Buscando puertos extraños

Del fondo del mar
Con ojos fulgurantes
Surge el pez Aurimar
Que navega incesante
En busca de puertos extraños

(Miguel Navarro)


     Siempre creyó que las aguas del Mediterráneo eran las más hermosas de cuantas existían o de cuantas pudieran ser creadas tanto en el pasado como en un hipotético futuro aún por llegar. Y estaba convencido de ello antes incluso de haberse lanzado a la aventura de conocer otras diferentes. Sencillamente, era imposible que hubiera nada más bello que aquello que había tenido el privilegio de poder contemplar día tras día desde su nacimiento.

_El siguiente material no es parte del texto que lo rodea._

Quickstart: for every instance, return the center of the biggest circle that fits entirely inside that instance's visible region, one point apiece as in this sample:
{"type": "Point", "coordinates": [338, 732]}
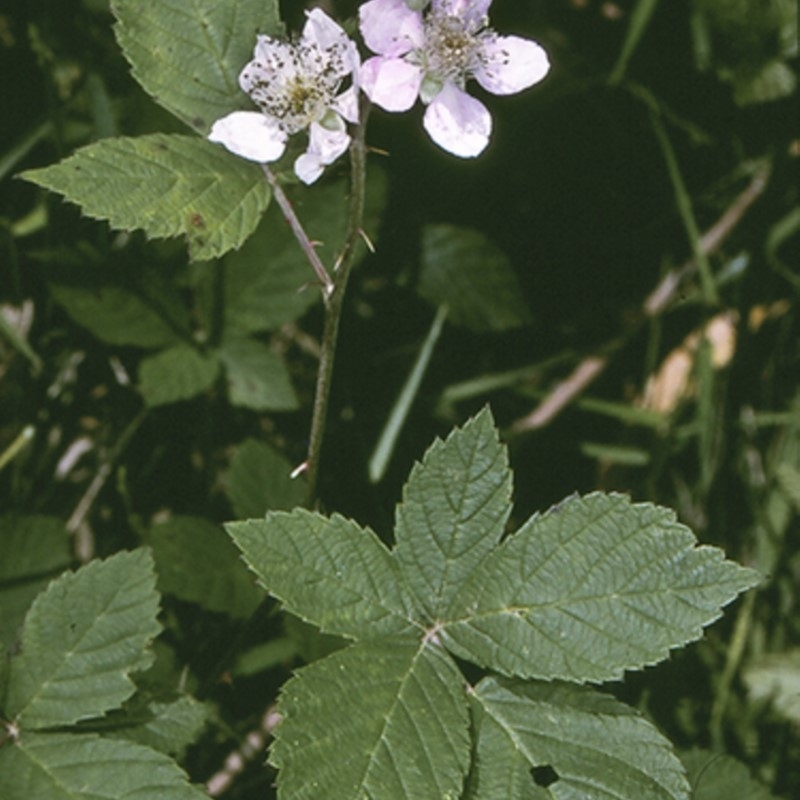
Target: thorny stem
{"type": "Point", "coordinates": [333, 305]}
{"type": "Point", "coordinates": [299, 232]}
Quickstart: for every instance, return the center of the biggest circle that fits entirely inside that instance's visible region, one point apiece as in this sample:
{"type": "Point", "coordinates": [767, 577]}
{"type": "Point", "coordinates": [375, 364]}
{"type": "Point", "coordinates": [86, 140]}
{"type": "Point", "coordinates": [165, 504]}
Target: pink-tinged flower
{"type": "Point", "coordinates": [298, 87]}
{"type": "Point", "coordinates": [432, 55]}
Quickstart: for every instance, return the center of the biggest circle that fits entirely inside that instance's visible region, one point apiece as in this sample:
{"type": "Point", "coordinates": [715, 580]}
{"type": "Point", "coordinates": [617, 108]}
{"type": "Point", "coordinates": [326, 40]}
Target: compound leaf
{"type": "Point", "coordinates": [81, 639]}
{"type": "Point", "coordinates": [166, 185]}
{"type": "Point", "coordinates": [593, 587]}
{"type": "Point", "coordinates": [577, 742]}
{"type": "Point", "coordinates": [454, 509]}
{"type": "Point", "coordinates": [406, 737]}
{"type": "Point", "coordinates": [326, 570]}
{"type": "Point", "coordinates": [188, 56]}
{"type": "Point", "coordinates": [77, 767]}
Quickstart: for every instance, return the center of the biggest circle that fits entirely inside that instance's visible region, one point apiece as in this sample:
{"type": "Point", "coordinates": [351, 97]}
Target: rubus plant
{"type": "Point", "coordinates": [591, 588]}
{"type": "Point", "coordinates": [468, 655]}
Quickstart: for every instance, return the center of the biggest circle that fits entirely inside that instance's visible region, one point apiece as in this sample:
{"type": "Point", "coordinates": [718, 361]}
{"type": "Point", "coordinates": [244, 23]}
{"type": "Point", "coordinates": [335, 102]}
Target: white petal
{"type": "Point", "coordinates": [390, 27]}
{"type": "Point", "coordinates": [511, 64]}
{"type": "Point", "coordinates": [458, 123]}
{"type": "Point", "coordinates": [324, 147]}
{"type": "Point", "coordinates": [346, 104]}
{"type": "Point", "coordinates": [391, 83]}
{"type": "Point", "coordinates": [320, 28]}
{"type": "Point", "coordinates": [473, 12]}
{"type": "Point", "coordinates": [250, 135]}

     Muchos pensaban que ese convencimiento tan inamovible era incompatible con la búsqueda incesante de puertos extraños en la que se veía envuelto. Muchas eran las voces que se alzaban para preguntarse cuál podía ser la razón de tanta agitación, de tanto entusiasmo por conocer nuevos puertos y otras aguas diferentes que, según esa teoría de la superioridad mediterránea, habían de ser necesariamente inferiores.

     Aurimar no sabía qué era aquello que le hacía moverse con tal entusiasmo, no se había parado nunca a pensarlo y la verdad es que no tenía ninguna intención de hacerlo. Le era indiferente por completo el motivo que yacía en su subconsciente y que le impulsaba a recorrer las aguas siempre en dirección oeste. Le gustaba hacerlo y para él eso era suficiente. Sabía que nada de lo que había encontrado o de lo que pudiera encontrar podía mejorar lo ya conocido pero ¿y esa sensación que recorría todo su cuerpo cada vez que se acercaba a un nuevo lugar sin saber qué era lo que le esperaba? ¿eso no contaba? Para él ese cosquilleo que sentía era suficiente para compensar las horas de navegación en solitario.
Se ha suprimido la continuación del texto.